In a black-and-white photo released by the Chicago Tribune from its archives Saturday morning, two police officers can be seen grabbing hold of a young man wearing glasses. His mouth agape, he crouches forward and resists their grip. To his right, an older man in black watches stoically with a cigarette in his right hand.
The captive young man, as it turns out, is 21-year-old Bernie Sanders, today a senator from Vermont and a presidential hopeful. At the time of the photo in 1963, Sanders was a student at the University of Chicago, an avid civil rights activist and a leader of the Congress of Racial Equality. In this particular moment of strife, he was being taken by Chicago police toward a police wagon following a protest against school segregation in the Englewood neighborhood of the city.
“Bernie identified it himself,” Tad Devine, a senior adviser to the Sanders campaign, told the Tribune. “He looked at it – he actually has his student ID from the University of Chicago in his wallet – and he said, ‘Yes, that indeed is [me].'”
“His activism and when it occurred, as a young college student, set in motion the direction of his life,” Mr. Devine added.
As his support among African American voters has thus proven to be tenuous next to his opponent Hillary Clinton, this photograph will perhaps reinforce Sanders’s identity as an activist and ally of civil rights causes, especially at a time when America’s black electorate is galvanized by what can be considered a new civil rights movement.
In the Nevada caucuses Saturday, Ms. Clinton’s victory was bolstered by an overwhelming majority of black voters – 76 percent, according to entrance polls. Although the numbers were much closer in Iowa and New Hampshire, where Sanders won, experts anticipate that Clinton will maintain her edge among African Americans in the upcoming primaries.
According to a Bloomberg poll published last week, the former secretary of state leads Sanders by 22 points overall and nearly 40 points among likely black voters. The Clintons have successfully established an alliance with black preachers and politicians in South Carolina, at least in part thanks to the efforts of former President Bill Clinton.
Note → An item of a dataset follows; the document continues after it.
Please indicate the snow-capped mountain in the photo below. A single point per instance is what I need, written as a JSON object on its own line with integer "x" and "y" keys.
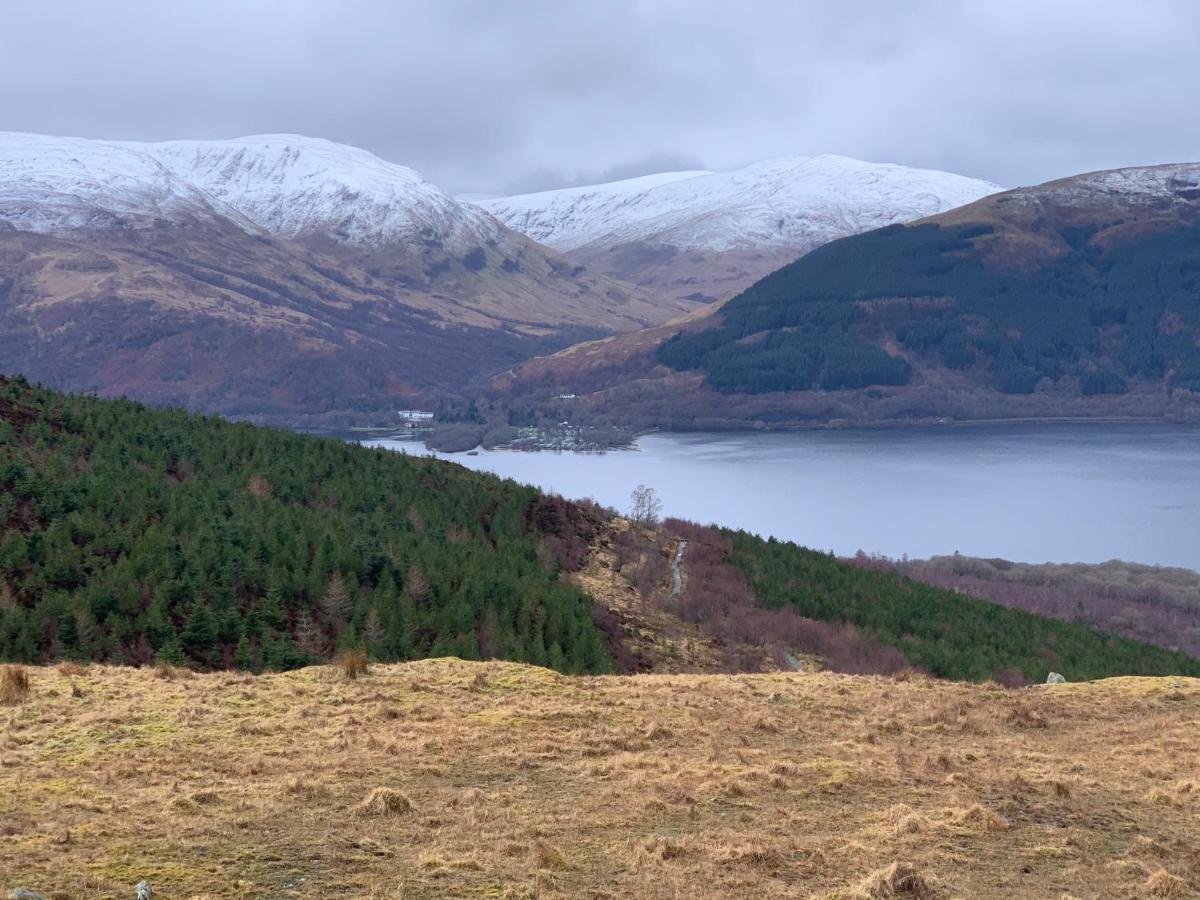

What happens next Saturday will likely determine how each candidate will fare in other racially diverse states.
“It’s a really interesting race, and Clinton’s ability to do well among African-American voters is one of the biggest stories so far, in part built on the fact that she’s been building relationships in the African-American community for a very long time,” Gibbs Knotts, a political scientist at the College of Charleston, told The Christian Science Monitor’s Patrik Jonsson Saturday.